D.     Application in this case
     Martin does not claim that attorney's fees could be taxed against Continental and Air Micronesia under the American rule.

     Instead, the assertion is that Semens has been exposed as having had no solid claim or theory against Martin.  While ultimately this proved to be the case, it does not follow that Semens acted oppressively or vexatiously in  naming Martin as a defendant.

     Semens sustained substantial injuries performing work for which he had been hired by Martin.  Martin's insulation comes only from establishing that other defendants had stripped control of the ground handling operations from Martin.

     Had that departure from the terms of the agreement not occurred, then presumably Martin would have remained a defendant up until the conclusion of  the litigation.  It was reasonable for Semens to believe at the outset that Martin might be liable, and to retain that suspicion until a considerable  amount of discovery had been completed.  It is significant that on the motion for summary judgment, after the facts had been ascertained, counsel for Semens

[2 FSM Intrm. 209]

did not stubbornly insist on Martin's liability in the face of all  contradictory evidence.
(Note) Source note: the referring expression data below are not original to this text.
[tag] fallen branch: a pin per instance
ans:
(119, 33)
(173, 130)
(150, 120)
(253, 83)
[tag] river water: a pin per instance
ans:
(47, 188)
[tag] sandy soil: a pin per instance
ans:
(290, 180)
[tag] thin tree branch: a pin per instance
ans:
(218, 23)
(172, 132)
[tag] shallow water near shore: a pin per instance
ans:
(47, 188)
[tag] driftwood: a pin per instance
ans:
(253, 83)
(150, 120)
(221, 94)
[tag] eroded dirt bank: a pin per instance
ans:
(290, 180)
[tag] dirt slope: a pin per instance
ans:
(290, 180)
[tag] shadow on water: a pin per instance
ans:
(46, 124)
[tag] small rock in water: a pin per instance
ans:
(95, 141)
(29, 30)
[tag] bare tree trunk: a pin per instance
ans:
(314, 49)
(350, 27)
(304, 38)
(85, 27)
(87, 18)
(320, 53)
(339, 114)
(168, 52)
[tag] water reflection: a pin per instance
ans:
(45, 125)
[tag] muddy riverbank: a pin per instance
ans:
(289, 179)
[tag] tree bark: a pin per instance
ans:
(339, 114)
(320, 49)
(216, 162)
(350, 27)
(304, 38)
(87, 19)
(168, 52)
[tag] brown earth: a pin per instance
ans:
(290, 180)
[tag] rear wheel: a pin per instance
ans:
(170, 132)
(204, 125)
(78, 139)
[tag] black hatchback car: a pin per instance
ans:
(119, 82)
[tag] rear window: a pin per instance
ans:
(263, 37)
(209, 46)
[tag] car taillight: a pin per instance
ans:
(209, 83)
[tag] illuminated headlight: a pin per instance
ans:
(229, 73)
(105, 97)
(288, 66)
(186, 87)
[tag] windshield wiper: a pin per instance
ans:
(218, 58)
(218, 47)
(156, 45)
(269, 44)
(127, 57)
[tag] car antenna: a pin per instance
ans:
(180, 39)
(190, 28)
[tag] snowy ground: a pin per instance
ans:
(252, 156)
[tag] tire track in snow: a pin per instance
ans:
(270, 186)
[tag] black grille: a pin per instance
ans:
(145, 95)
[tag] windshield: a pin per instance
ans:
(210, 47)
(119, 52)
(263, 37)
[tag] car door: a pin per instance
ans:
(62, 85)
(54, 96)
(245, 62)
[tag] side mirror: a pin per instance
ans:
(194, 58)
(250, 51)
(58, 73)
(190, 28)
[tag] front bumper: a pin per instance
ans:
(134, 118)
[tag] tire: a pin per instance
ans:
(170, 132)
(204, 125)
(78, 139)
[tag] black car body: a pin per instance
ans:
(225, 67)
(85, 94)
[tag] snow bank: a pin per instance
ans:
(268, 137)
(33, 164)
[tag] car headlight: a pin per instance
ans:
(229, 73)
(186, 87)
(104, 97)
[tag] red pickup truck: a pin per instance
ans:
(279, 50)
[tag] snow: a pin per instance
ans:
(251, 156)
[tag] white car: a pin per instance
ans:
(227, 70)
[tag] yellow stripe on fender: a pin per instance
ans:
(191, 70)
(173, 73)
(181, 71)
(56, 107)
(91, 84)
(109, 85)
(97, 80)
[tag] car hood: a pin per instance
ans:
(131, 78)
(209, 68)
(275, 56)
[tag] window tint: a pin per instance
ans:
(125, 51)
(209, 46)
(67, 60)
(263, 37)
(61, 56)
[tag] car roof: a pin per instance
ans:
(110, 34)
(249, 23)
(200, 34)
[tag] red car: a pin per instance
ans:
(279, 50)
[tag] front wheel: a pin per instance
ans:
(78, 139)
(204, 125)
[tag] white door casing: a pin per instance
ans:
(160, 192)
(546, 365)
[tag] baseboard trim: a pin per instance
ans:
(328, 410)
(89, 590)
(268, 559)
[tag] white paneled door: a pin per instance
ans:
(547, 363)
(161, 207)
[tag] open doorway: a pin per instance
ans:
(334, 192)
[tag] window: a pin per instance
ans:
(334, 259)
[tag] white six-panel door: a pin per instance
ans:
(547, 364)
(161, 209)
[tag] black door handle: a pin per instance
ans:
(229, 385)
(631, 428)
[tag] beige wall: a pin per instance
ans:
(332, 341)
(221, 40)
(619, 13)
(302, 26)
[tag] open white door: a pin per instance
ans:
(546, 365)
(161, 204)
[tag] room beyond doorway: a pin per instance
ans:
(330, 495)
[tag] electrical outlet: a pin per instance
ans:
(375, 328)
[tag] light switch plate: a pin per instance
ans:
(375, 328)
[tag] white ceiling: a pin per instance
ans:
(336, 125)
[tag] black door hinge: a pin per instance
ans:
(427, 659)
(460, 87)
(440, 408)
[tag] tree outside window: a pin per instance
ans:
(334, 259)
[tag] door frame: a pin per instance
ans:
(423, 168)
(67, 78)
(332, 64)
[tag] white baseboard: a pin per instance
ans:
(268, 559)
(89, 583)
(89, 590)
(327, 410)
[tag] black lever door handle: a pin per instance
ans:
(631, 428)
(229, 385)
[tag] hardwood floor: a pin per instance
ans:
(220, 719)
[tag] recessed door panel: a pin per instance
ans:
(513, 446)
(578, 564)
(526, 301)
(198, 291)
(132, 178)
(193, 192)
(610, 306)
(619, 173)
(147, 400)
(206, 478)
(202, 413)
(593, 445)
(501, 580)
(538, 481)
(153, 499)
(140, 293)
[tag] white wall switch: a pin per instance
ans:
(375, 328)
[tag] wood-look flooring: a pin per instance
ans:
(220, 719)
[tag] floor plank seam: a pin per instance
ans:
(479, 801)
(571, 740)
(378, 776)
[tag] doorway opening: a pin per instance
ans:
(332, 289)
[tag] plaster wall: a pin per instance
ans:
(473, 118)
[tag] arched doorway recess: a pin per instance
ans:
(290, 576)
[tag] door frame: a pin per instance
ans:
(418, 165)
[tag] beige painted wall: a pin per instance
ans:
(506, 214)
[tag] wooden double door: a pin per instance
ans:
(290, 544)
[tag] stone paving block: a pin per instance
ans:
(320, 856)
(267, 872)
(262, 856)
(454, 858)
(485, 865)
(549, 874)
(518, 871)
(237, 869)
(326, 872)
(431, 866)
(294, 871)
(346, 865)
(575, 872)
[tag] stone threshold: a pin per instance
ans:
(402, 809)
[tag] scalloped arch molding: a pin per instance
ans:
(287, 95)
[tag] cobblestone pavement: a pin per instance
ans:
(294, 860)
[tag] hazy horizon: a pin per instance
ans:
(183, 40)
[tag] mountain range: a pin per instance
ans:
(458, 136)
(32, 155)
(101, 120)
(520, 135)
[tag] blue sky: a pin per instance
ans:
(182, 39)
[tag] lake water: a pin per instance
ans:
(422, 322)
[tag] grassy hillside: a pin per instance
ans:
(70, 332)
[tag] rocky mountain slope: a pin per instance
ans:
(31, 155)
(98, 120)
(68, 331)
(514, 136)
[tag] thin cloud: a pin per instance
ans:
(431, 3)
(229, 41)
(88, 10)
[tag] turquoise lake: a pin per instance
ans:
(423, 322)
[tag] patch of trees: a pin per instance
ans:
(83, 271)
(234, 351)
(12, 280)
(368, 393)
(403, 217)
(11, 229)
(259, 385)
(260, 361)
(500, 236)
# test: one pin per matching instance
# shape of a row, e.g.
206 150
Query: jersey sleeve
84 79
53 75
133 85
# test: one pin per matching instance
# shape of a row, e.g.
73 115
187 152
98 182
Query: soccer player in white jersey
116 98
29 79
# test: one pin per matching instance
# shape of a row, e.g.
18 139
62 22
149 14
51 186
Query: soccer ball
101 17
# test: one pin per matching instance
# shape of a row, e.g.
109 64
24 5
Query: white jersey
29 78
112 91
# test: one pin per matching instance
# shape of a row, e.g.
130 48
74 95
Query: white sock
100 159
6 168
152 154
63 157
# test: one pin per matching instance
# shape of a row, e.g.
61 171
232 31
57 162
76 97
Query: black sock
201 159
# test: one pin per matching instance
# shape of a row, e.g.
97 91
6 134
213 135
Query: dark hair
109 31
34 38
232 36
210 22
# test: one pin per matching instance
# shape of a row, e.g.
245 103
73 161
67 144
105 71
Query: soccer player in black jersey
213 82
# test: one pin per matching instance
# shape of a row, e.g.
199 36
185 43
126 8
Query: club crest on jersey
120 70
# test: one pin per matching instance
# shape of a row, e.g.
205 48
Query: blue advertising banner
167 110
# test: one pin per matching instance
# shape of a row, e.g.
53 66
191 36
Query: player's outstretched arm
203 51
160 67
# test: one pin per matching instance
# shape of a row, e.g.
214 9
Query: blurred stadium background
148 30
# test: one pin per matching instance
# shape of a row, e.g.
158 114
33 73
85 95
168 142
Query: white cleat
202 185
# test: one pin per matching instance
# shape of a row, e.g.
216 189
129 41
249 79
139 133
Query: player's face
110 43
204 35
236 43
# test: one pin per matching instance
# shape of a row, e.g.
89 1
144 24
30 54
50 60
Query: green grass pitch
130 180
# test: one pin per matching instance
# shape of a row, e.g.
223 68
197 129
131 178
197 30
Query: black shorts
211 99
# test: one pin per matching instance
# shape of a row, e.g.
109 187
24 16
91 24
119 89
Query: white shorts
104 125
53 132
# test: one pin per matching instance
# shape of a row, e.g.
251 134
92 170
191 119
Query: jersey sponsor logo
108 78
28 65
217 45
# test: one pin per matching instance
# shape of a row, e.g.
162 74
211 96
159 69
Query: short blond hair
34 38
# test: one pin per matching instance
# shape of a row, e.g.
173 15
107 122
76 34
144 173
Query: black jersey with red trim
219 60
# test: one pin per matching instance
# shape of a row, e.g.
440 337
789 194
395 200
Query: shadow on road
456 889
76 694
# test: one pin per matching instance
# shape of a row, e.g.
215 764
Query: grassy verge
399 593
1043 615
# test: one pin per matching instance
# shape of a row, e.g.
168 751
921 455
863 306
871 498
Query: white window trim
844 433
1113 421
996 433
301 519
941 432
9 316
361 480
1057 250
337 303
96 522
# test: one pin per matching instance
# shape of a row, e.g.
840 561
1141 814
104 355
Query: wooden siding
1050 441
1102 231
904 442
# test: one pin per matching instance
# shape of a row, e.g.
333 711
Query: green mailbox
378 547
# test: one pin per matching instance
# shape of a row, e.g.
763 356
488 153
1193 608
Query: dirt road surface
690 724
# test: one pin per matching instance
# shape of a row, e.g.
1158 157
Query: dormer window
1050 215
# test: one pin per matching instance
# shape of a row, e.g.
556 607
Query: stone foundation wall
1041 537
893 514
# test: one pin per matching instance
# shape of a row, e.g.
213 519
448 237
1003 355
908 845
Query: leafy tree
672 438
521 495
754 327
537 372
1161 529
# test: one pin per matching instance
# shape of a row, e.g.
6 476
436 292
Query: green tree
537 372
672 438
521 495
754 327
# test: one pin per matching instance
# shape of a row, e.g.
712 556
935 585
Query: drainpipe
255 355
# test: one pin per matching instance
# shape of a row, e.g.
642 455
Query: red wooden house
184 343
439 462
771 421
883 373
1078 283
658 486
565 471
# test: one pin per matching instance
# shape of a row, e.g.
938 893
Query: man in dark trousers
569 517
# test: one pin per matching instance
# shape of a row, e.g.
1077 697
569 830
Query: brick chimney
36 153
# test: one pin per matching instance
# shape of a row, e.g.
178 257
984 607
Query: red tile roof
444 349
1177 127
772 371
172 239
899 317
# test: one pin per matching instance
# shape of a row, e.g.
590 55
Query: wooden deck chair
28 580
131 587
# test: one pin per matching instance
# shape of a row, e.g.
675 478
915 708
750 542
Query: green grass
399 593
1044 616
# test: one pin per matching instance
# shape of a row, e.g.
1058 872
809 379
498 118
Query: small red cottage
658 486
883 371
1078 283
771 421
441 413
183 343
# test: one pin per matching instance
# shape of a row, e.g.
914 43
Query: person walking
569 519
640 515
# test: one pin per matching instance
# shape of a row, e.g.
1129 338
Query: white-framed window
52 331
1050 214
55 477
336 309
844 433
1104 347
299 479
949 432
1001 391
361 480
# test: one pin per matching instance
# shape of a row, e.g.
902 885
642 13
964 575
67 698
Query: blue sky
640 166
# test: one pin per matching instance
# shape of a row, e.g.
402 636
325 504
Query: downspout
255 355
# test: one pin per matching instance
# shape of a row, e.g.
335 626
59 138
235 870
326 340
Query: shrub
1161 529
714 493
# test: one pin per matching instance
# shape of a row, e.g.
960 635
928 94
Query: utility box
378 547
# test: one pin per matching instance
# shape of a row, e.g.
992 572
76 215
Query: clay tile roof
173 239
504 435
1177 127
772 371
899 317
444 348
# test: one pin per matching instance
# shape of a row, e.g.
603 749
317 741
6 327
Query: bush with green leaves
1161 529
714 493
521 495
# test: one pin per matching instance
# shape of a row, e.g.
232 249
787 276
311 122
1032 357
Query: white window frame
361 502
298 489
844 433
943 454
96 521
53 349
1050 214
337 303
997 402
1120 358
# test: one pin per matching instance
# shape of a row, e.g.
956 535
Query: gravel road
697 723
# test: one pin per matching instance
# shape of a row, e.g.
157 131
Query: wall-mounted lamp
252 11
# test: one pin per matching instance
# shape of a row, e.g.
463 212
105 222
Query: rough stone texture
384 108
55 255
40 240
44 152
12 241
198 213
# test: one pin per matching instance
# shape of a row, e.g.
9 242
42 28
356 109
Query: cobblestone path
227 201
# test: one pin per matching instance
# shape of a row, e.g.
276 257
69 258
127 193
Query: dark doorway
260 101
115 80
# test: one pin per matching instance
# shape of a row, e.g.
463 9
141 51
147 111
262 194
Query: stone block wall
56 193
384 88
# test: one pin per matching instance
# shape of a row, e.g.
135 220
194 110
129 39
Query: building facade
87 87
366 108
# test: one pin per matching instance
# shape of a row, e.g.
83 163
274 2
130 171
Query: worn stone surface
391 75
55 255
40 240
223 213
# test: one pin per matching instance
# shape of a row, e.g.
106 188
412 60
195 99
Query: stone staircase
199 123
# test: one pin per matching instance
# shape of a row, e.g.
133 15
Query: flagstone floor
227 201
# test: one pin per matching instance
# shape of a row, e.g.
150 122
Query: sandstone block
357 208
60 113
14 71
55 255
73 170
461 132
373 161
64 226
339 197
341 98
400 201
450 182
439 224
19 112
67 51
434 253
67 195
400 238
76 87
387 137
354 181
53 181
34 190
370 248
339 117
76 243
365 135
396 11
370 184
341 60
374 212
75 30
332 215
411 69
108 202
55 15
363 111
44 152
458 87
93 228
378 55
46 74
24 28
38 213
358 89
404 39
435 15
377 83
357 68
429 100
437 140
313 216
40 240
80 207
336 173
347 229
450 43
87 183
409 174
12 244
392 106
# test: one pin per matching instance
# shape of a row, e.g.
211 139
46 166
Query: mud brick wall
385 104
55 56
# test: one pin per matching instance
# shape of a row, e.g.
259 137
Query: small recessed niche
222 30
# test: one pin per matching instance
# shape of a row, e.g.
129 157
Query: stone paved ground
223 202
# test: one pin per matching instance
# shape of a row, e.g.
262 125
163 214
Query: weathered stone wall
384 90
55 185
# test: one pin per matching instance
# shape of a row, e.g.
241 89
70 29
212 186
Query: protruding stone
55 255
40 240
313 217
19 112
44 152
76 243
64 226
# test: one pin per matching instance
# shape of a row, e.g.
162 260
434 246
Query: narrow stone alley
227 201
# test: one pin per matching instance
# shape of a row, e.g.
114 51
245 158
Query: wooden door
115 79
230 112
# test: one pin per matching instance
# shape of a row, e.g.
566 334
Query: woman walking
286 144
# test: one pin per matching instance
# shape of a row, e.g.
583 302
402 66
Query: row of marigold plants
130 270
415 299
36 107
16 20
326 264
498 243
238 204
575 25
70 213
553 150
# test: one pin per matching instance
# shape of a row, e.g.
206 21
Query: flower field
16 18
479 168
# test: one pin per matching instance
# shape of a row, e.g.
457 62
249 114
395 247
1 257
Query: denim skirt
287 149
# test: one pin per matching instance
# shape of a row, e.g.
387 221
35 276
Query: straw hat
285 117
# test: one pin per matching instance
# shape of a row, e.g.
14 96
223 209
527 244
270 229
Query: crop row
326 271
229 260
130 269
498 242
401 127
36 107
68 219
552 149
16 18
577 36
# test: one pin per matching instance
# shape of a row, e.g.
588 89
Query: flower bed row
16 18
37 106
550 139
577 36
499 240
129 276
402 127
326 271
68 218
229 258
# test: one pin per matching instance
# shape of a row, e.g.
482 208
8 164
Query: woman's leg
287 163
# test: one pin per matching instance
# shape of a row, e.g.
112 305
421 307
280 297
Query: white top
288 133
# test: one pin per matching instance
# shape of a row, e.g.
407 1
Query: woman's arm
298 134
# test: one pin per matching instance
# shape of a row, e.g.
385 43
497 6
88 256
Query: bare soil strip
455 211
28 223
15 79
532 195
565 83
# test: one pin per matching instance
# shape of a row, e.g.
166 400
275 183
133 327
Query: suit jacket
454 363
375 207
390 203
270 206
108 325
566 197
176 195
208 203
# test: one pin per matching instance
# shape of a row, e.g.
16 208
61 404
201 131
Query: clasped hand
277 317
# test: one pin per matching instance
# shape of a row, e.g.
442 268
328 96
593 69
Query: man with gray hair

At that time, counsel practically conceded Martin's nonliability.

     As already noted, much effort in this litigation was directed to the indemnification clause  in  the  ground  handling  agreements.   Had Semens not  named Martin as a defendant, the other parties presumably would have done so, to press their indemnification claims. Martin likely would have incurred substantial attorney's fees regardless of the actions of Semens.
 
     The actions of Semens against Martin were not frivolous or vexatious. Justice does not require an award.  The motion is denied.

III.  Conclusion

     The Clerk is directed to issue an order taxing costs consistent with this opinion.
 

Footnote:

1. The motion seeks an award against wall defendants and names United Micronesia Development Association, Inc. in the caption as one of the defendants.  UMDA was dismissed as a defendant simultaneously with Martin.  Moreover,  the  motion's  certificate  of  service  reflects  no  service of the  motion on UMDA.  Therefore, this opinion is written under the assumption that the motion was not intended to be against UMDA.  If it was intended to be against UMDA, the motion is denied as to all costs and attorney's fees.